No structure, no organization. I'm dead serious: there is no ZeroMQ Foundation, no staff, no offices. This isn't laziness, it's by design.
I've built structure and organization often and know how much it consumes.
The smartphone: well, it let me check my own symptoms rapidly and exclude the possible candidates. I was turning yellow. The choices were: gall stones, or tumor in my bile duct. The ultrasound showed no stones, one hour after I was admitted. It took them one week more to do a biopsy.
As for not getting cancer… the probable cause in my case was a parasite called a liver fluke, which attaches to the bile duct and produces carcinogens. Nature is nice like that. The parasite comes from farmed fresh-water fish. The cancer I had is a major cause of death in SE Asia. I think it was cheap sushi that almost killed me.
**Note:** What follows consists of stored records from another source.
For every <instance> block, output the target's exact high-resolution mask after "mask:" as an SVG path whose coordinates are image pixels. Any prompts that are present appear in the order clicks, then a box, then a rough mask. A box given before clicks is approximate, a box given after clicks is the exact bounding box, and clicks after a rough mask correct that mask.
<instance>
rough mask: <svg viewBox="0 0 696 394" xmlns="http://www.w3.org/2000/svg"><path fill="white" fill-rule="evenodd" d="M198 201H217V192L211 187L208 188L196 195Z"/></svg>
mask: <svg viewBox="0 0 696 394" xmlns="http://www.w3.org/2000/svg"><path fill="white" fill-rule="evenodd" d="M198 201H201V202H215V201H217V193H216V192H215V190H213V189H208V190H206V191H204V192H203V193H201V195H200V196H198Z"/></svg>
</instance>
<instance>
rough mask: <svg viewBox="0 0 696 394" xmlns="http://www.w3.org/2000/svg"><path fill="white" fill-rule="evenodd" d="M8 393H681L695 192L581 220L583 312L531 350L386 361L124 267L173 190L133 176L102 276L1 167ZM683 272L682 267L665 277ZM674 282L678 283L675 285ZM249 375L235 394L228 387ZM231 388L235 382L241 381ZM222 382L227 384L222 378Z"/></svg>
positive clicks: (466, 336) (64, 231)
And lastly, to garbage collection. It's not pejorative. Life is append only. We make space for others, that is how it works and has to work.
Portfolio
The meaning of institution is broader than you currently think.
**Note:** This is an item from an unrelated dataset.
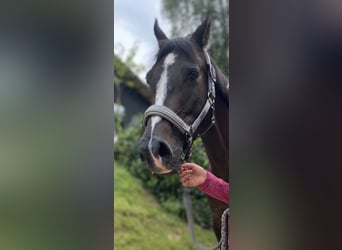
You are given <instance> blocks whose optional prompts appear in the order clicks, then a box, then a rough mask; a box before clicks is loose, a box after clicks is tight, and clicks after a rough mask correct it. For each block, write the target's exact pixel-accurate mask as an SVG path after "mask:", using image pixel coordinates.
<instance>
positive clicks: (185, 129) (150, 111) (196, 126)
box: [142, 49, 216, 173]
According to https://en.wikipedia.org/wiki/Institution, Institutions are "stable, valued, recurring patterns of behavior." As structures or mechanisms of social order, they govern the behaviour of a set of individuals within a given community. Institutions are identified with a social purpose, transcending individuals and intentions by mediating the rules that govern living behavior. The term "institution" commonly applies to a custom or behavior pattern important to a society, and to particular formal organizations of the government and public services. As structures and mechanisms of social order, institutions are a principal object of study in social sciences such as political science, anthropology, economics, and sociology
In case of ZeroMQ community, it is governed by C4.1 and a benevolent dictator who enforces it. C4.1 is an attempt to repeat a desired pattern of behaviors. An institution doesn't need to have designated officers, offices, and/or managers.